Africa’s largest economy, Nigeria, made further improvement in the World Bank ease of doing business global ranking which has seen the country move up five places in the last one year.
The World Bank analysis showed it is getting better to do business in emerging markets, as Nigeria jumped to 170 out of a total of 189 counties measured in the ease of doing business survey.
The report finds that Nigeria now ranks among the top five economies in Sub-Saharan Africa in two areas: the ease of getting credit and the strength of minority investor protection. Also some improvement was recorded in the process of starting up a business.
“The latest World Bank doing business global ranking which indicated Nigeria’s appreciable progress with regard to the ease and speed of doing business is encouraging and laudable. The report showed that Nigeria recorded remarkable improvement in 34 vital thematic requirements,” said Kayode Omosebi, an analyst with UBA Capital in a response to questions.
“However, Nigeria needs to do more to make its economy attractive to foreign investors and catch up with other developing countries, despite the improvement recorded.”
In ease of obtaining credit, Nigeria jumped 73 places up to No.52, while in ease of starting a business it improved nine places to No. 125.
The World Bank report went further to say that Nigeria has implemented 10 regulatory reforms, starting from 2005, making it easier to do business.
“We remain hopeful that this result can be a springboard for improved co-ordination between the national and sub national governments across party lines,” said Chika Mordi Chief executive Officer at the National Competitiveness Council of Nigeria (NCCN).
“Particularly in an election year, where electorate contestation exerts increased scrutiny on policy sets,” Mordi said.
Nigeria improved its credit information system through a Central Bank guideline defining the licensing, operational and regulatory requirements for a privately owned credit bureau.
The country improved access to credit information by distributing credit information from retail companies.

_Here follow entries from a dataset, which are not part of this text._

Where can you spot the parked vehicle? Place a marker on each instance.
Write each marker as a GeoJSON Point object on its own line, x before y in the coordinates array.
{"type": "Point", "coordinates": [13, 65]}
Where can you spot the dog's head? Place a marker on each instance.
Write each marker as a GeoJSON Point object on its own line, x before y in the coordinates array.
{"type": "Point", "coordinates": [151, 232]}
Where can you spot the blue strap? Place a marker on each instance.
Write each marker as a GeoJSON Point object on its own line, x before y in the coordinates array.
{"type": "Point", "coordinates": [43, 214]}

Also, a majority of reforms have focused on improving business incorporation, trade, and credit reporting systems—allowing the country to gradually narrow the gap with the best regulatory practices in the region.
Between 2013 and 2014, Nigeria saw an increase of 3.6 points in its distance to frontier score, greater than the global average increase of 0.8.

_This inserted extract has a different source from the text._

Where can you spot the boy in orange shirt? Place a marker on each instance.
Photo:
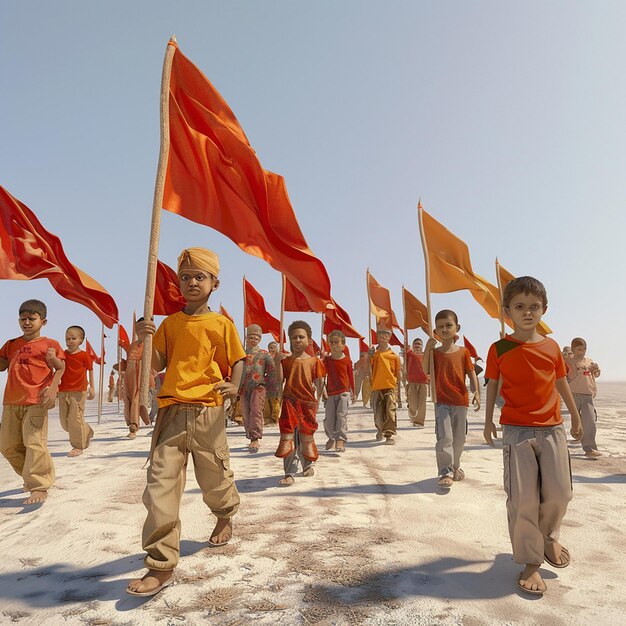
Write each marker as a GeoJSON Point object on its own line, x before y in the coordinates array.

This is due in large part to an increase in the coverage rate of Nigeria’s credit reporting system and a reduction in the company registration fee that made it less costly to start a business.
Nigeria’s upward movement (+5) compared favourably to the BRICS (Brazil, Russia, India and China) (+0), other MINT (Mexico, Indonesia, Nigeria, Turkey) (+2) nations and Sub Saharan Africa (+2).

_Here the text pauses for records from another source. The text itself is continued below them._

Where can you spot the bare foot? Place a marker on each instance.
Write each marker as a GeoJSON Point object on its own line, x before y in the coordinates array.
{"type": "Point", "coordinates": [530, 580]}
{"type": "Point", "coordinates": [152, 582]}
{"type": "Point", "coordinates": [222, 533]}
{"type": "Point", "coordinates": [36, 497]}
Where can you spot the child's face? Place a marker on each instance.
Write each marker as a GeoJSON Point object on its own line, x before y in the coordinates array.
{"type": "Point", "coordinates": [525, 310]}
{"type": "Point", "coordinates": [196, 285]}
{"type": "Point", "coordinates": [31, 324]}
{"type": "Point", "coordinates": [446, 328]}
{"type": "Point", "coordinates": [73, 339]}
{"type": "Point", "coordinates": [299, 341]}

However, the country recorded a decline in rankings in the dealing with construction permit, getting electricity, paying taxes and resolving insolvency.
Abiola Rasaq, analyst at Associated Discount House Limited said, “It’s appealing to see improvement in the ease of doing business in Nigeria; moving five notches to rank 170th of 189 ranked countries in the world. Whilst it is still a long haul to where a country like Nigeria should be, given the potentials and business opportunities in the country, I think it is important to look at the components of the rank to ensure further improvement going forward.”
He said: “In my view, the CBN, operators, as well as other collaborators in the financial services sector, have enhanced access to credit, especially at the low-end of the market, with expectation of further improvement, when the high interest rate tapers out. Most state governments and the CAC have also relaxed rigid rules on starting or registering businesses, thus improving our score on this component of the ranking criteria.”